Reputation: 20352
I'm trying to run the code below.
import numpy as np
import matplotlib.pyplot as plt
from sklearn.metrics import classification_report
from sklearn import cross_validation
from sklearn.tree import DecisionTreeClassifier
from utilities import visualize_classifier
# Load input data
input_file = 'data_decision_trees.txt'
data = np.loadtxt(input_file, delimiter=',')
X, y = data[:, :-1], data[:, -1]
# Separate input data into two classes based on labels
class_0 = np.array(X[y==0])
class_1 = np.array(X[y==1])
# Visualize input data
plt.figure()
plt.scatter(class_0[:, 0], class_0[:, 1], s=75, facecolors='black',
edgecolors='black', linewidth=1, marker='x')
plt.scatter(class_1[:, 0], class_1[:, 1], s=75, facecolors='white',
edgecolors='black', linewidth=1, marker='o')
plt.title('Input data')
# Split data into training and testing datasets
X_train, X_test, y_train, y_test = cross_validation.train_test_split(
X, y, test_size=0.25, random_state=5)
# Decision Trees classifier
params = {'random_state': 0, 'max_depth': 4}
classifier = DecisionTreeClassifier(**params)
classifier.fit(X_train, y_train)
visualize_classifier(classifier, X_train, y_train, 'Training dataset')
y_test_pred = classifier.predict(X_test)
visualize_classifier(classifier, X_test, y_test, 'Test dataset')
# Evaluate classifier performance
class_names = ['Class-0', 'Class-1']
print("\n" + "#"*40)
print("\nClassifier performance on training dataset\n")
print(classification_report(y_train, classifier.predict(X_train), target_names=class_names))
print("#"*40 + "\n")
print("#"*40)
print("\nClassifier performance on test dataset\n")
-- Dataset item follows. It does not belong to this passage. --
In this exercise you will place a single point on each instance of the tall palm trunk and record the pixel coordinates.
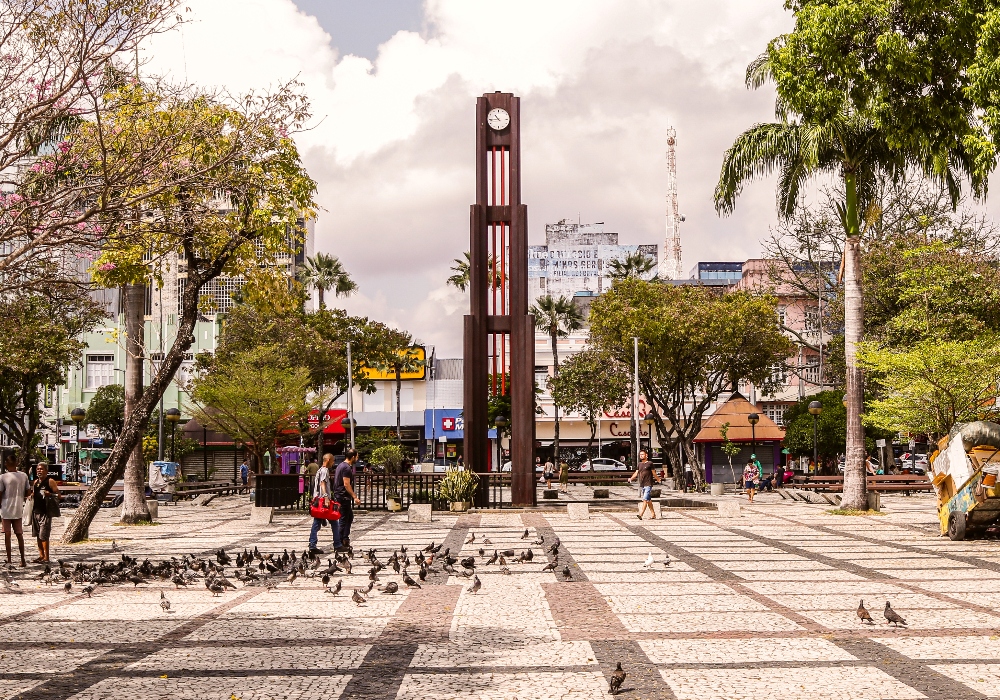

print(classification_report(y_test, y_test_pred, target_names=class_names))
print("#"*40 + "\n")
plt.show()
The error occurs on this line:
from sklearn import cross_validation
I tried the following, in the Anaconda Command Window:
conda update scikit-learn
pip install -U scikit-learn
In both cases, I got confirmation stating 'Requirements already up-to-date.' I'm not sure why I'm getting these error massage when I try to run the script, because everything all the sklearn stuff appears to be up-to-date. Is there anything else I can try? This code should definitely work, but it keeps tripping over itself. Thanks.
Upvotes: 1
Views: 467
Reputation: 344
If your sklearn is up to date, the sklearn.cross_validate module has been deprecated for sklearn.model_selection. Try:
from sklearn.model_selection import train_test_split
Upvotes: 2